Ma ci vorremmo soffermare sugli effetti benefici che il teatro può avere sull’altro suo protagonista (accanto allo spettatore): l’attore. Chi decide di iniziare a recitare, in realtà lo fa sempre perché sente di avere in sé qualcosa da esprimere. Molto spesso, si tratta di persone timide, che nella vita quotidiana non esprimono molto con le parole, ma che, per questo, si portano dentro un mondo interiore molto ricco. Salire su un palco vuol dire avere la possibilità di esprimere il proprio mondo, all’interno di un altro mondo, quello rappresentato sulla scena.

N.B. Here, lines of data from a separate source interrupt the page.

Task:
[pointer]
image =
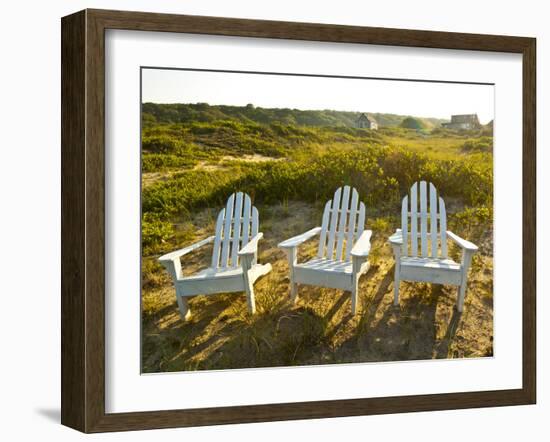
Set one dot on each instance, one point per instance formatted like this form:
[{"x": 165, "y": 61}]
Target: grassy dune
[{"x": 291, "y": 171}]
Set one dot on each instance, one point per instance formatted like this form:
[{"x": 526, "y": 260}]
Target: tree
[{"x": 412, "y": 123}]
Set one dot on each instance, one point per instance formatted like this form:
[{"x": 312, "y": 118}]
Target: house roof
[
  {"x": 464, "y": 118},
  {"x": 366, "y": 117}
]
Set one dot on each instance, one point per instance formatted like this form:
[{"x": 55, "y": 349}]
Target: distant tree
[{"x": 412, "y": 123}]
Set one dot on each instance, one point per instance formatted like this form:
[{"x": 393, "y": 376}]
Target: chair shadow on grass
[
  {"x": 404, "y": 332},
  {"x": 288, "y": 335}
]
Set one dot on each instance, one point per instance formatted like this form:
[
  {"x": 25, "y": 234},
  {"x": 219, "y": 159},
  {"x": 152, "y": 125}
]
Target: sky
[{"x": 420, "y": 99}]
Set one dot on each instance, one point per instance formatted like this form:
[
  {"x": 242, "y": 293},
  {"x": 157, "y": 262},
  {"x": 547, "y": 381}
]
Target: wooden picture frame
[{"x": 83, "y": 220}]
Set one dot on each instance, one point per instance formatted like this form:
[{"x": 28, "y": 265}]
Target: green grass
[{"x": 195, "y": 156}]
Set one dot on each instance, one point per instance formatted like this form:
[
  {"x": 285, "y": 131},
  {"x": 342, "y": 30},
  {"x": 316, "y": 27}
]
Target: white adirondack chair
[
  {"x": 343, "y": 251},
  {"x": 234, "y": 265},
  {"x": 429, "y": 262}
]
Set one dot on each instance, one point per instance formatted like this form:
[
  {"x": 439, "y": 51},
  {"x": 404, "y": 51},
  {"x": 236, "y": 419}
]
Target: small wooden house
[
  {"x": 463, "y": 122},
  {"x": 366, "y": 122}
]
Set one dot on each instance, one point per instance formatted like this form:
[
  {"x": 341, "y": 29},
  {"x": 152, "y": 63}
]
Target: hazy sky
[{"x": 439, "y": 100}]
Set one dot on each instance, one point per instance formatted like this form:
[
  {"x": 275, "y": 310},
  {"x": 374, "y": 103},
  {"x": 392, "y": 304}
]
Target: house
[
  {"x": 464, "y": 122},
  {"x": 366, "y": 122}
]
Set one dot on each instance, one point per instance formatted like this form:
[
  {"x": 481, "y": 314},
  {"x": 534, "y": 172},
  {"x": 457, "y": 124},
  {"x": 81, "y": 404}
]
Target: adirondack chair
[
  {"x": 234, "y": 265},
  {"x": 343, "y": 251},
  {"x": 429, "y": 262}
]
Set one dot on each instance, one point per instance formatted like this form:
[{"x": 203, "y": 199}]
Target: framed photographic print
[{"x": 269, "y": 220}]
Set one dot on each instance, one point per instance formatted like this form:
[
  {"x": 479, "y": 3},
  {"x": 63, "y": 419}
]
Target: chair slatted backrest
[
  {"x": 432, "y": 231},
  {"x": 237, "y": 224},
  {"x": 343, "y": 223}
]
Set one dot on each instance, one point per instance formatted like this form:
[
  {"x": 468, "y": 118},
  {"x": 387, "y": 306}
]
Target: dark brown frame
[{"x": 83, "y": 215}]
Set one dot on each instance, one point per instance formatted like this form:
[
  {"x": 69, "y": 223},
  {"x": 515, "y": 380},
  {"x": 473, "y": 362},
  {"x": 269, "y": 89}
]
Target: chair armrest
[
  {"x": 252, "y": 246},
  {"x": 171, "y": 261},
  {"x": 297, "y": 240},
  {"x": 179, "y": 253},
  {"x": 462, "y": 243},
  {"x": 361, "y": 248},
  {"x": 397, "y": 238}
]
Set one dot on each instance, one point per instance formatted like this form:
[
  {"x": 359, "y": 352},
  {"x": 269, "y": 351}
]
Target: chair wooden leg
[
  {"x": 396, "y": 282},
  {"x": 183, "y": 305},
  {"x": 292, "y": 260},
  {"x": 354, "y": 295},
  {"x": 461, "y": 295},
  {"x": 250, "y": 300},
  {"x": 293, "y": 292}
]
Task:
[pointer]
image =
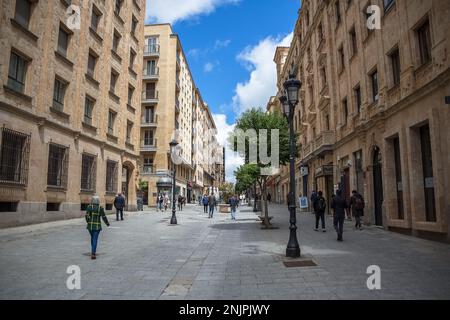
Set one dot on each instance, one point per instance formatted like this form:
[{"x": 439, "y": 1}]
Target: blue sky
[{"x": 230, "y": 46}]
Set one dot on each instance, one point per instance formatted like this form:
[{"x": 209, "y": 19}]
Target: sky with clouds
[{"x": 230, "y": 45}]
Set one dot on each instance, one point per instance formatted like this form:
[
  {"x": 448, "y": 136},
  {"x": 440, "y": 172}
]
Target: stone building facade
[
  {"x": 372, "y": 115},
  {"x": 69, "y": 106},
  {"x": 172, "y": 107}
]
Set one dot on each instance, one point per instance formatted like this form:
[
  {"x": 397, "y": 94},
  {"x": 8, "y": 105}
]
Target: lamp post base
[{"x": 293, "y": 252}]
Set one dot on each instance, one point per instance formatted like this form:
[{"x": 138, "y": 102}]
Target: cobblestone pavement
[{"x": 200, "y": 258}]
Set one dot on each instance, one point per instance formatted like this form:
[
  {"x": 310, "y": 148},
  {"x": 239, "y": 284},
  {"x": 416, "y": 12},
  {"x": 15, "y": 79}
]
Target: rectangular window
[
  {"x": 424, "y": 39},
  {"x": 344, "y": 111},
  {"x": 338, "y": 11},
  {"x": 111, "y": 176},
  {"x": 132, "y": 58},
  {"x": 14, "y": 153},
  {"x": 63, "y": 42},
  {"x": 395, "y": 64},
  {"x": 88, "y": 172},
  {"x": 341, "y": 58},
  {"x": 23, "y": 12},
  {"x": 357, "y": 92},
  {"x": 129, "y": 132},
  {"x": 374, "y": 82},
  {"x": 428, "y": 176},
  {"x": 95, "y": 18},
  {"x": 116, "y": 41},
  {"x": 134, "y": 23},
  {"x": 17, "y": 72},
  {"x": 88, "y": 108},
  {"x": 148, "y": 138},
  {"x": 111, "y": 120},
  {"x": 398, "y": 178},
  {"x": 58, "y": 160},
  {"x": 149, "y": 115},
  {"x": 92, "y": 61},
  {"x": 130, "y": 95},
  {"x": 59, "y": 92},
  {"x": 353, "y": 41}
]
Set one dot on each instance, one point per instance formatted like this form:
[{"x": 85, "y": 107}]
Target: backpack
[
  {"x": 321, "y": 205},
  {"x": 359, "y": 203}
]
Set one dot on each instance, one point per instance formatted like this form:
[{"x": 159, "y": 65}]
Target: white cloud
[
  {"x": 232, "y": 160},
  {"x": 171, "y": 11},
  {"x": 208, "y": 67},
  {"x": 263, "y": 75},
  {"x": 221, "y": 44}
]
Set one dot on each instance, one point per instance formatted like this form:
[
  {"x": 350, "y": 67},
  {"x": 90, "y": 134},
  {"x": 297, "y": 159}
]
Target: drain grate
[{"x": 299, "y": 264}]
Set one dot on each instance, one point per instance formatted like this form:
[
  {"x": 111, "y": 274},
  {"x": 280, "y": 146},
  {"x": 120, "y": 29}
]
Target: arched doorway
[
  {"x": 127, "y": 186},
  {"x": 378, "y": 186}
]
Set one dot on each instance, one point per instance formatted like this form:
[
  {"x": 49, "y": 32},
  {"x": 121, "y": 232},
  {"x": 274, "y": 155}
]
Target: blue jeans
[
  {"x": 233, "y": 213},
  {"x": 94, "y": 240}
]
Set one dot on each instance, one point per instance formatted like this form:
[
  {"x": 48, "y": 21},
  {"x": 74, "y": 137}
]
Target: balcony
[
  {"x": 150, "y": 97},
  {"x": 149, "y": 122},
  {"x": 151, "y": 50},
  {"x": 149, "y": 146},
  {"x": 324, "y": 143},
  {"x": 151, "y": 74}
]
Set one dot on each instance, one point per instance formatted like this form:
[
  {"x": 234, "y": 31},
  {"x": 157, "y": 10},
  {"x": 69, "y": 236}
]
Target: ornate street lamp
[
  {"x": 173, "y": 144},
  {"x": 292, "y": 87}
]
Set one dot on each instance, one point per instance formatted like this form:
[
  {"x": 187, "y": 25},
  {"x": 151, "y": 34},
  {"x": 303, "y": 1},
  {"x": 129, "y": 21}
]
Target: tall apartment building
[
  {"x": 372, "y": 115},
  {"x": 171, "y": 104},
  {"x": 69, "y": 107}
]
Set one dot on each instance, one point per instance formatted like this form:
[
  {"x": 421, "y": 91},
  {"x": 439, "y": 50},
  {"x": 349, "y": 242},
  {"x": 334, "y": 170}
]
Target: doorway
[{"x": 378, "y": 186}]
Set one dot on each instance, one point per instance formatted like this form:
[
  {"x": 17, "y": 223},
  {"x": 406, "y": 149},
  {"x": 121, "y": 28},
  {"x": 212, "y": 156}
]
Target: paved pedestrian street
[{"x": 145, "y": 257}]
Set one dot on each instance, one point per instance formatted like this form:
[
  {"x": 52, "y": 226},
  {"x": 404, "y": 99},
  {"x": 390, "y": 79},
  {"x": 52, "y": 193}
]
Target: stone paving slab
[{"x": 144, "y": 257}]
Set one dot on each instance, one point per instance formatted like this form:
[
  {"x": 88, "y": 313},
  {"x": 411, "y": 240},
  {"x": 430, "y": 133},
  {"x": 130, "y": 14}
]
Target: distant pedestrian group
[{"x": 340, "y": 206}]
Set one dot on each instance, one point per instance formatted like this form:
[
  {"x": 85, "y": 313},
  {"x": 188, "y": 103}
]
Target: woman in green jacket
[{"x": 93, "y": 214}]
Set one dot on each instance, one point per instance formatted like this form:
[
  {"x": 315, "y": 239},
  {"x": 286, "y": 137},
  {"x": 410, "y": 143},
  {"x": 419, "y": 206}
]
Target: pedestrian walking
[
  {"x": 212, "y": 204},
  {"x": 339, "y": 205},
  {"x": 320, "y": 207},
  {"x": 313, "y": 200},
  {"x": 233, "y": 205},
  {"x": 159, "y": 202},
  {"x": 93, "y": 214},
  {"x": 205, "y": 203},
  {"x": 357, "y": 206},
  {"x": 119, "y": 204},
  {"x": 180, "y": 202}
]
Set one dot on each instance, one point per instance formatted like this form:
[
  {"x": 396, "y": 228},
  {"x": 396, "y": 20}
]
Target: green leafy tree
[{"x": 258, "y": 120}]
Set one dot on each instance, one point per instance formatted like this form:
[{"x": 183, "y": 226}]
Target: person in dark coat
[
  {"x": 212, "y": 204},
  {"x": 119, "y": 204},
  {"x": 320, "y": 207},
  {"x": 357, "y": 205},
  {"x": 339, "y": 205}
]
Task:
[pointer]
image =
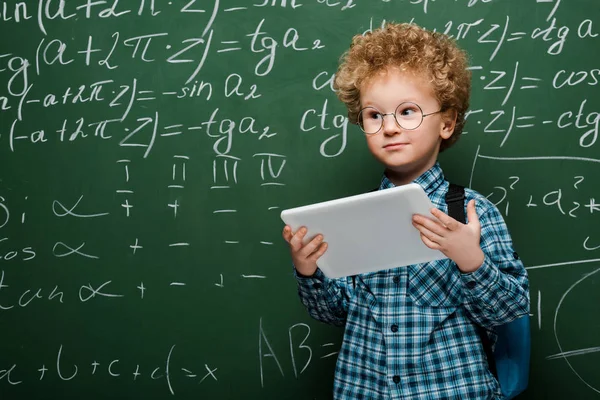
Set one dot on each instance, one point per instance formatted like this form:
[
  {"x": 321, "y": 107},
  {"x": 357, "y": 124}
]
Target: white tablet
[{"x": 367, "y": 232}]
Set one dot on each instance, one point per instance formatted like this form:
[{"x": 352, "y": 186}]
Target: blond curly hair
[{"x": 408, "y": 46}]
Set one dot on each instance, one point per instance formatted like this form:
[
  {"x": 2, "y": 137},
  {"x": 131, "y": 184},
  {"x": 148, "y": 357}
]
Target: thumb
[{"x": 472, "y": 213}]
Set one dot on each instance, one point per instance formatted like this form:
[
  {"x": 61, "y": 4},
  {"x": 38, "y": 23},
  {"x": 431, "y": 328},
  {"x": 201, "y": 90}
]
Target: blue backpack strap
[{"x": 455, "y": 199}]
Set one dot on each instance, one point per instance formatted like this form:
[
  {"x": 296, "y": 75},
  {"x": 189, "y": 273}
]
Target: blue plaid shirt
[{"x": 410, "y": 332}]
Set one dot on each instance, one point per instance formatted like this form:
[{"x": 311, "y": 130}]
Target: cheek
[{"x": 373, "y": 143}]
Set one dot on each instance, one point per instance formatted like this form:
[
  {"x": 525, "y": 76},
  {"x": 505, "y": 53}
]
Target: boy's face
[{"x": 408, "y": 152}]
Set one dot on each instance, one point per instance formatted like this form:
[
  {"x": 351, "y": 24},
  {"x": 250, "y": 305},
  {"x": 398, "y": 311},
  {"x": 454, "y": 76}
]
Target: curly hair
[{"x": 408, "y": 46}]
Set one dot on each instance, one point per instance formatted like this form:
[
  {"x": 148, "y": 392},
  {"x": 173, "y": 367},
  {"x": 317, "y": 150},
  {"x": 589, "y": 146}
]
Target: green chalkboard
[{"x": 147, "y": 148}]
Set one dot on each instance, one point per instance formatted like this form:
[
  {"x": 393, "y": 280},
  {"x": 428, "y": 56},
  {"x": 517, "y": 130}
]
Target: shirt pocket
[{"x": 435, "y": 284}]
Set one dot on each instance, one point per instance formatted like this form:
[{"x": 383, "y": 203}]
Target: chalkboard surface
[{"x": 147, "y": 148}]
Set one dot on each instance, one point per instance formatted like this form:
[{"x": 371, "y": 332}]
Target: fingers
[
  {"x": 296, "y": 242},
  {"x": 426, "y": 233},
  {"x": 297, "y": 238},
  {"x": 472, "y": 212},
  {"x": 429, "y": 224},
  {"x": 429, "y": 243},
  {"x": 287, "y": 233},
  {"x": 320, "y": 251},
  {"x": 445, "y": 219}
]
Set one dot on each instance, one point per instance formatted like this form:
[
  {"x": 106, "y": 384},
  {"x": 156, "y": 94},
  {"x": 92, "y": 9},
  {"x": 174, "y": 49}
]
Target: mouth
[{"x": 393, "y": 146}]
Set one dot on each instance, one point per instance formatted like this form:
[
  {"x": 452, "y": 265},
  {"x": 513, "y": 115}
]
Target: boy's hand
[
  {"x": 304, "y": 257},
  {"x": 459, "y": 242}
]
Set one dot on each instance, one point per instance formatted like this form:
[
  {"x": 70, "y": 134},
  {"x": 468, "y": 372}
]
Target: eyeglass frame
[{"x": 383, "y": 115}]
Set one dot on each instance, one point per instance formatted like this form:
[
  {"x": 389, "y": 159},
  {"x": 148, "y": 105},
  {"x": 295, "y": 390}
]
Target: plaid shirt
[{"x": 410, "y": 332}]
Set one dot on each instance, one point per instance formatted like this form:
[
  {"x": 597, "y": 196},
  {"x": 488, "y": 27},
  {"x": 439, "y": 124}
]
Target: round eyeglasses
[{"x": 408, "y": 116}]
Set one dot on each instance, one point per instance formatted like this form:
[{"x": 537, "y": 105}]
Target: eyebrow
[{"x": 371, "y": 103}]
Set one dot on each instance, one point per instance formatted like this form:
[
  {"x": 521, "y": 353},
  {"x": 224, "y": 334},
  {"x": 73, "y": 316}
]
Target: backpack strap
[{"x": 455, "y": 199}]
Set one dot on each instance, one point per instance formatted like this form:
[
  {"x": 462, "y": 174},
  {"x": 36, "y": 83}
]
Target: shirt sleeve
[
  {"x": 498, "y": 291},
  {"x": 325, "y": 299}
]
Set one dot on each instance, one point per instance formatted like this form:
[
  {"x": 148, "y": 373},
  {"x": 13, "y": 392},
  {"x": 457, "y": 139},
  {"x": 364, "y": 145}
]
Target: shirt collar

Diceva Oscar Wilde, “Date a un uomo una maschera, e vi dirà la verità”: sulla scena si ha il coraggio di esternare le emozioni profonde che non si ha il coraggio o l’abitudine di esprimere nella vita. E’ accaduto spesso che le persone, attraverso il teatro, abbiano superato completamente la propria timidezza anche nella vita quotidiana: il palcoscenico, dunque, consente di abbattere barriere non solo con gli spettatori, ma anche con i propri familiari, amici e conoscenti.
Il teatro, per chi lo recita, ha un vero e proprio potere terapeutico: studi scientifici accreditati dimostrano che i soggetti affetti da disagio psichico migliorano in maniera evidente la qualità della loro vita impegnandosi in attività teatrali. Anche i pazienti in riabilitazione post-coma, attraverso le attività teatrali, e le emozioni che esse pungolano, riescono a riprendere più velocemente le normali funzioni.
Dunque, invitiamo tutti ad andare più spesso a teatro, magari spegnendo per una sera la tv o il computer, per immergersi in un mondo che, per quanto possa essere diverso dal nostro, avrà sempre dei particolari protagonisti: noi stessi.